Qiyao Chen (b. 1996, Fujian, China) is a practitioner-researcher working across performance, sound, video, and site-specific installation. She holds an MFA in Experimental Art from the Central Academy of Fine Arts (CAFA) and a BFA in Sculpture from the Hubei Institute of Fine Arts (HIFA).
Qiyao treats the body and sound as metaphorical media of perception and disruption. By reconstructing everyday behaviours and amplifying sensory experience, her works generate poetic estrangements that reveal the subtle yet forceful dynamics between individuals and institutional power structures. Her practice integrates embodied performance, sonic exploration, and technological experimentation, forming a practice-based research inquiry centered on embodied action.
Her work has been presented in exhibitions including Charging Guide (Ming Contemporary Art Museum, Shanghai, 2025), The Stone of Her Mountain (Guardian Art Centre, Beijing, 2023), Groups as Methods (Central Academy of Fine Arts Art Museum, Beijing, 2023), Youth Today (798 Art Centre, Beijing, 2023), and Material Girl (China Culture Centre, Sydney, 2022). She has undertaken residencies at the Nordic Contemporary Art Centre (2023) and the Twins Museum on Cryptovoxels (2022).

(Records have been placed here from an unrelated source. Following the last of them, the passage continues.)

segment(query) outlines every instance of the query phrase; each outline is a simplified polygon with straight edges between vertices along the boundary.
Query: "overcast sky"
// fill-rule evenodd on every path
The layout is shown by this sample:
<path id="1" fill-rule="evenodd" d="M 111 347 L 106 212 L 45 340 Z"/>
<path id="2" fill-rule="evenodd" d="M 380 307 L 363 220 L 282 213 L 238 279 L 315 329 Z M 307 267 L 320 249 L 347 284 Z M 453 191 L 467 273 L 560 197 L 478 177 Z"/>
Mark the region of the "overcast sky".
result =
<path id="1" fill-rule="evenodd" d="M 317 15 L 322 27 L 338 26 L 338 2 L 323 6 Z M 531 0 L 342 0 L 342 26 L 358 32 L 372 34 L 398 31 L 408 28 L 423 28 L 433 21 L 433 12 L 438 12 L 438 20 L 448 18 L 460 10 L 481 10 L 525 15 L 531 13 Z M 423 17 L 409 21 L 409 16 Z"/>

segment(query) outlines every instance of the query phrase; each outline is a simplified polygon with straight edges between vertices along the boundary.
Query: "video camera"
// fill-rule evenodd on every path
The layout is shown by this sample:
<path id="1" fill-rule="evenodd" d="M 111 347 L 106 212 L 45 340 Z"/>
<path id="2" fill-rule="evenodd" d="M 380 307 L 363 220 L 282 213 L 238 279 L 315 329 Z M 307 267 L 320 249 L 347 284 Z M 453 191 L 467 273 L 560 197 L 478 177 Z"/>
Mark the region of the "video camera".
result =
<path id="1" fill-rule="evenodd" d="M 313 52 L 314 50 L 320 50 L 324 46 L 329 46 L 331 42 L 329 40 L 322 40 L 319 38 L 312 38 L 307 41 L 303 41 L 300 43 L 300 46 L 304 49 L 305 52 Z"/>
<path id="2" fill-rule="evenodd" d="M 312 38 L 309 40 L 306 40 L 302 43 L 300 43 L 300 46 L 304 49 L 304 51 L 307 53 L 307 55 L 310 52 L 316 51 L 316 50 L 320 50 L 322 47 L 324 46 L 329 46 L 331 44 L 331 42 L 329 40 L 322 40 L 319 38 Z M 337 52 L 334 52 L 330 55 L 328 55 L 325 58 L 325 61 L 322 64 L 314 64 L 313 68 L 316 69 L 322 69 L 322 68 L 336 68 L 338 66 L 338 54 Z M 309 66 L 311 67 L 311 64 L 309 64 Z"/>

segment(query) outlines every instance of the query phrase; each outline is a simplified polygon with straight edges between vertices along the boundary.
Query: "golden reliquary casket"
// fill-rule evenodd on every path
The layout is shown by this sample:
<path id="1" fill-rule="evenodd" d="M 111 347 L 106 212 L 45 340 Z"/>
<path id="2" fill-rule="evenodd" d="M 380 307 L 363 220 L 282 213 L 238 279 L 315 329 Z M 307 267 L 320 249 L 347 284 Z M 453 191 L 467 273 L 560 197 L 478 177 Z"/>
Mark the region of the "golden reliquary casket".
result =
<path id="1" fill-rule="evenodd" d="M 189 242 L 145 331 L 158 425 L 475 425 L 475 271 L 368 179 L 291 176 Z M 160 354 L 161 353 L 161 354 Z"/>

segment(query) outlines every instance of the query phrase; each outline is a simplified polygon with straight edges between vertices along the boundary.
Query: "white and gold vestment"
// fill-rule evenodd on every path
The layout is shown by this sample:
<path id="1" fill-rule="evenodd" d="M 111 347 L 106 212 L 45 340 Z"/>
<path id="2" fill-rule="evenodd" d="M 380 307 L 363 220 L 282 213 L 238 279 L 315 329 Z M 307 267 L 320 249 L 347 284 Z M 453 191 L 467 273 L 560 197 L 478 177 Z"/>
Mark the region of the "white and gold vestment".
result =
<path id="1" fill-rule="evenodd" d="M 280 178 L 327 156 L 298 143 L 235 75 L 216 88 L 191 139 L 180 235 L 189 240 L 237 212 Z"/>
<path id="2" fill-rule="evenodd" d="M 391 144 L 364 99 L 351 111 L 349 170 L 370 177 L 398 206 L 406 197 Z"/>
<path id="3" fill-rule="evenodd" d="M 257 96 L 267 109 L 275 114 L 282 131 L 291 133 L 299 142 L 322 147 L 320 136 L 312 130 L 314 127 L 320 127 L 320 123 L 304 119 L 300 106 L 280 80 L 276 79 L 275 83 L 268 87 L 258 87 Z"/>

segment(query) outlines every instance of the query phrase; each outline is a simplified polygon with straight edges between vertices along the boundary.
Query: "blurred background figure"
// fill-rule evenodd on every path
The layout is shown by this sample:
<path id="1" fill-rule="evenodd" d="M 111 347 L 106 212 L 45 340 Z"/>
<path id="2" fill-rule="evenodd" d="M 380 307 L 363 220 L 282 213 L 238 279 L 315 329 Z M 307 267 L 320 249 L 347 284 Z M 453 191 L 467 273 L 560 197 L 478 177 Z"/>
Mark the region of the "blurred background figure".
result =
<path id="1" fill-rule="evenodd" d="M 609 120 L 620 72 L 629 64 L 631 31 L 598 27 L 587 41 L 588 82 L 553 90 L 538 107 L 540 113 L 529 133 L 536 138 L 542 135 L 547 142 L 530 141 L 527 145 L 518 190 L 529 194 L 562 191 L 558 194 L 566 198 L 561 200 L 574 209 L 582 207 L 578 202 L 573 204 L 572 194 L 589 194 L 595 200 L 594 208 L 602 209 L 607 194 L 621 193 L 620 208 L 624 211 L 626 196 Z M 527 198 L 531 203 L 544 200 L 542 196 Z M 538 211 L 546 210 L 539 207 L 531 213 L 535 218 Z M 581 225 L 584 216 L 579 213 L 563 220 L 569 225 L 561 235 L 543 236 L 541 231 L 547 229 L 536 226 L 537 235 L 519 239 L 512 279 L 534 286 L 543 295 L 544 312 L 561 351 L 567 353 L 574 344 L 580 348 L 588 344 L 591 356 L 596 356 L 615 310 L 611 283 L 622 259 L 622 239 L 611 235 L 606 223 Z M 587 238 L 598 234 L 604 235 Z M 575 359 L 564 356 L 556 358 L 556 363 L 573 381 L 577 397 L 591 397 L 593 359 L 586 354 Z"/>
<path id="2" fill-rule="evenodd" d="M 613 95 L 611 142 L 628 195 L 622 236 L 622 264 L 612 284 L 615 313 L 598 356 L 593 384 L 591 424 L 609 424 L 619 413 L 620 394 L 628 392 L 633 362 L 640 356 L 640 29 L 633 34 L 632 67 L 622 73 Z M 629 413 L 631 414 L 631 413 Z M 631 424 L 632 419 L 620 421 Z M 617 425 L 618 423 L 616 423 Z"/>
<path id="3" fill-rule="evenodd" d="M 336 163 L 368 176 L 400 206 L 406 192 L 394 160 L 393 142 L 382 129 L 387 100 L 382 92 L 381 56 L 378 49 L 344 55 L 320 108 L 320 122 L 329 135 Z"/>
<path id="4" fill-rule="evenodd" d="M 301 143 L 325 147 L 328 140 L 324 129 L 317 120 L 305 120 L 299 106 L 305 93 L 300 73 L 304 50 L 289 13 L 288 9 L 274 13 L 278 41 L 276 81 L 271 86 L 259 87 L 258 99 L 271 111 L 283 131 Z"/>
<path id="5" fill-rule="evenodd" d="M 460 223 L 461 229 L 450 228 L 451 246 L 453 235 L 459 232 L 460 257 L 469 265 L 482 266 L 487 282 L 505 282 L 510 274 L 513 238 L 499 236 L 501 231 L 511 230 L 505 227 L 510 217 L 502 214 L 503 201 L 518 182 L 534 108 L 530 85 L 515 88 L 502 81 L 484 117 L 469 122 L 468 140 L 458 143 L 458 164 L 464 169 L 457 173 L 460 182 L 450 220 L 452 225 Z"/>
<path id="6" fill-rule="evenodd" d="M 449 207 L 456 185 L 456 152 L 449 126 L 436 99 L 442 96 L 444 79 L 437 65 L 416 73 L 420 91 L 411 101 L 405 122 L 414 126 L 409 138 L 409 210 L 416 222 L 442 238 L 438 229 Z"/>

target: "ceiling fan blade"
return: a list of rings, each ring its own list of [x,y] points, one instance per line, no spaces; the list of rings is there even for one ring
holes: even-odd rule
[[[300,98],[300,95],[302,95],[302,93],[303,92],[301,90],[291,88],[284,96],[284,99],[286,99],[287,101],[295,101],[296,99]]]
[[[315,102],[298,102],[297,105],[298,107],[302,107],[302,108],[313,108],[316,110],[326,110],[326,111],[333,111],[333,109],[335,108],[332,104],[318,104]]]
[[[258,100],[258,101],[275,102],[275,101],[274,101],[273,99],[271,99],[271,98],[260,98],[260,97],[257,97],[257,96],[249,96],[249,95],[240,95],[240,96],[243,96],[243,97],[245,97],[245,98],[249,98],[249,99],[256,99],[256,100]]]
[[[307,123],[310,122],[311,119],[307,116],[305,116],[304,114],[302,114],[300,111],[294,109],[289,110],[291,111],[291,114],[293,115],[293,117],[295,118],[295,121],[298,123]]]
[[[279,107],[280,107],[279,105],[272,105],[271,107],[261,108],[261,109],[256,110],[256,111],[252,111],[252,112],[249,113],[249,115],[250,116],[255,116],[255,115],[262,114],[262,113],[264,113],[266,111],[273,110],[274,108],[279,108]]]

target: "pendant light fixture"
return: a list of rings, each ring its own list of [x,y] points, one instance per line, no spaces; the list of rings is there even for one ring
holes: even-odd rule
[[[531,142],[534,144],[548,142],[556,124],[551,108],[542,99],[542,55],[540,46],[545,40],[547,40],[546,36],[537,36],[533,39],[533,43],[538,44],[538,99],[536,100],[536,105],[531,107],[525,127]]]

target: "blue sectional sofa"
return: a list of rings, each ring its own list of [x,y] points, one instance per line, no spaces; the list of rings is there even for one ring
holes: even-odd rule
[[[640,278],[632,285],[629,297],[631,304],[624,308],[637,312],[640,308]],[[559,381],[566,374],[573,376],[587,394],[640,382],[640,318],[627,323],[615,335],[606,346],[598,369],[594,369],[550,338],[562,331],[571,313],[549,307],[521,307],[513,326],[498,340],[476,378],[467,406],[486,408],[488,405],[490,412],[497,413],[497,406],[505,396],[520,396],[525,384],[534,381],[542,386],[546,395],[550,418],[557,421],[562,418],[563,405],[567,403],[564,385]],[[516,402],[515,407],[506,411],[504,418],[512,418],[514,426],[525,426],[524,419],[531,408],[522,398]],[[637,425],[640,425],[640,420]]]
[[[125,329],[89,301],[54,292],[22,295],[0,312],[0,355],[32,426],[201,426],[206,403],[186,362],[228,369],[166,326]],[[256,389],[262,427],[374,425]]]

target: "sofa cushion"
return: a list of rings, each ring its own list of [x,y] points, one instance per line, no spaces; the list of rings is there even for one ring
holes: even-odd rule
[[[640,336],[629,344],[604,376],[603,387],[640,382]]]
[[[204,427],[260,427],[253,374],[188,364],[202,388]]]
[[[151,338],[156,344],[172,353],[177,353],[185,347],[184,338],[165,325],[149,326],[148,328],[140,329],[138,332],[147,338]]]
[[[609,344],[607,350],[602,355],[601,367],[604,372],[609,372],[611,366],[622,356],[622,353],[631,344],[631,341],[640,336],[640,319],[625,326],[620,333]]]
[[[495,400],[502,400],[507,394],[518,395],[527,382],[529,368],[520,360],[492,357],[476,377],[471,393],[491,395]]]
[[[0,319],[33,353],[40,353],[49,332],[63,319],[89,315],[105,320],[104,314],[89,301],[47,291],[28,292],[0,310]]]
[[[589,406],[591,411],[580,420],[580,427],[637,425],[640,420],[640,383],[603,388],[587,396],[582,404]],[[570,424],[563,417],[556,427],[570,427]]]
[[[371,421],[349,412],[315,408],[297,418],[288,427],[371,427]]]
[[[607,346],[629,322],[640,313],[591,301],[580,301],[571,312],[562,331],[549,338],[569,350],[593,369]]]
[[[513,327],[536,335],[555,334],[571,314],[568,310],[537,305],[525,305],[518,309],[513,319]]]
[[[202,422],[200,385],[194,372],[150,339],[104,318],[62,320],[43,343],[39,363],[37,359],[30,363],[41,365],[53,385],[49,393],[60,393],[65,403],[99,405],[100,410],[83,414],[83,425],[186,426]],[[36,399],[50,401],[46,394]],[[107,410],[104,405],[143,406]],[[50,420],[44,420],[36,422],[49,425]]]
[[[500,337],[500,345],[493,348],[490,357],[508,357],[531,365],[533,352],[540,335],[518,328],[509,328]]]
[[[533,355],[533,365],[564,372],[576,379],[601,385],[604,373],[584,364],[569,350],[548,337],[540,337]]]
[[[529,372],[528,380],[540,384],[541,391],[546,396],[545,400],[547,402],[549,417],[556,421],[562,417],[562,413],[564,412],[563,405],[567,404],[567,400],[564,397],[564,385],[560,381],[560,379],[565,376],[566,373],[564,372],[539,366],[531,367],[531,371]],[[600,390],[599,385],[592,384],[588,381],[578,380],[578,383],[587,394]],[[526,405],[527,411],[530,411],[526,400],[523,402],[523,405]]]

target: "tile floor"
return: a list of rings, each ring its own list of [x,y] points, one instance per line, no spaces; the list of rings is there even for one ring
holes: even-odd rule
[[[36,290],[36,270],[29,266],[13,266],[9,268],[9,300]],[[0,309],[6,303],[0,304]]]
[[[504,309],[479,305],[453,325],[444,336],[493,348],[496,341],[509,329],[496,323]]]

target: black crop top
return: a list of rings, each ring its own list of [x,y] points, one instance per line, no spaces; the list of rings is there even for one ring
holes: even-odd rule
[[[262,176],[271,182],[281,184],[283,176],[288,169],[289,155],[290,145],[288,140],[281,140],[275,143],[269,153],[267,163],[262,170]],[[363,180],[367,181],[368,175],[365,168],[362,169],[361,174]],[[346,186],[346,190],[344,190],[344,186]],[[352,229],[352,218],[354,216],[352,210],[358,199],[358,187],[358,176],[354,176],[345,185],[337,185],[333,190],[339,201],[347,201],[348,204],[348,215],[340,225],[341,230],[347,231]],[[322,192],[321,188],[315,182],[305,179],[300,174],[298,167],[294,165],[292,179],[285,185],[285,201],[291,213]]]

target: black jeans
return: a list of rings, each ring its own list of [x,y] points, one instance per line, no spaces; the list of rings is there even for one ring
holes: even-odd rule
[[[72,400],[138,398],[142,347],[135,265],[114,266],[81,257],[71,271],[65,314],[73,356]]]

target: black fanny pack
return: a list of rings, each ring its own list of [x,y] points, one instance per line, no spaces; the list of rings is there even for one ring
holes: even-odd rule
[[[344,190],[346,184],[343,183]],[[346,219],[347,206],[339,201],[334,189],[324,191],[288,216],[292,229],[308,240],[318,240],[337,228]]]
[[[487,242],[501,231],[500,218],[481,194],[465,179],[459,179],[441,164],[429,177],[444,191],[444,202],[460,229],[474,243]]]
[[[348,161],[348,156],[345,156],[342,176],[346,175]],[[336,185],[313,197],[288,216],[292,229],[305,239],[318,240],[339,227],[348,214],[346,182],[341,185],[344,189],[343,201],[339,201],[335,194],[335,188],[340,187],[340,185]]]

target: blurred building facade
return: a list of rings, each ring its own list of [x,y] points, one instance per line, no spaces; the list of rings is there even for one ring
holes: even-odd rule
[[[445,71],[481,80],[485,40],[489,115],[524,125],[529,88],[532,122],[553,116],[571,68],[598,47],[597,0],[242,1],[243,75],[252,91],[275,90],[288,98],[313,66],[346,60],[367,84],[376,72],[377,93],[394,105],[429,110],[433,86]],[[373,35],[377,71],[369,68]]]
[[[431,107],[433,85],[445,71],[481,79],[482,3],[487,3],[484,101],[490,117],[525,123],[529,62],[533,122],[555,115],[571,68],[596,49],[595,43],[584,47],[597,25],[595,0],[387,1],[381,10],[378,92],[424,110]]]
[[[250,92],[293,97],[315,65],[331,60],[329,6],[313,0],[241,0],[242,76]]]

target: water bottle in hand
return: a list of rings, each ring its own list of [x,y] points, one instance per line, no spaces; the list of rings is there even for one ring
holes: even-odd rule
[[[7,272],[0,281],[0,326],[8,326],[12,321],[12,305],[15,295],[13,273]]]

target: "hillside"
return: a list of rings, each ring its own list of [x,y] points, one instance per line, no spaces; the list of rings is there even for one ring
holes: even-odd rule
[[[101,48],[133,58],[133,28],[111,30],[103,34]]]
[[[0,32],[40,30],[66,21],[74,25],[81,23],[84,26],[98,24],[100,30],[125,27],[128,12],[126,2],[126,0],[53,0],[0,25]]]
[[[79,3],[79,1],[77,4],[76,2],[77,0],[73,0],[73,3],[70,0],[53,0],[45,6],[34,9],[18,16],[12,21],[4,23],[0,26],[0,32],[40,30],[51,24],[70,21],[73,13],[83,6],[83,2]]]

Qiyao’s works are held in the collections of the Central Academy of Fine Arts Art Museum, the Twins Museum, and the Hubei Institute of Fine Arts.
Qiyao’s current research focuses on the “datafied body” and the growing entanglement between embodied experience and technological systems of measurement, surveillance, and algorithmic governance. Through performance, sound, and site-specific interventions, she examines how biometric monitoring, physiological sensing, and data extraction reshape the boundaries of agency and the conditions of being sensed.
Her work examines how embodied actions can function as forms of critical resistance within datafied environments. Drawing on posthumanist theory, surveillance capitalism, and the politics of the body, she explores the tensions between lived corporeality and machinic abstraction, proposing embodied disruption as both an aesthetic and political methodology. Building on her practice-based work, this research constitutes an integrated inquiry into how bodies negotiate power within technologically mediated landscapes.
Beyond her practice and research, Qiyao actively engages in teaching, mentorship, and art–technology collaborations. She has led workshops, mentored the queer university video art training program, and joined interdisciplinary teams exploring technologies and new materials - such as electronic-skin interfaces and UV imaging - in artistic practice. She is also deeply interested in site-specific projects and the social dynamics of public space.
As an artist with Attention Deficit Hyperactivity Disorder (ADHD), Qiyao enthusiastically participates in related activities and talks, contributing her perspective and energy to discussions on neurodiversity.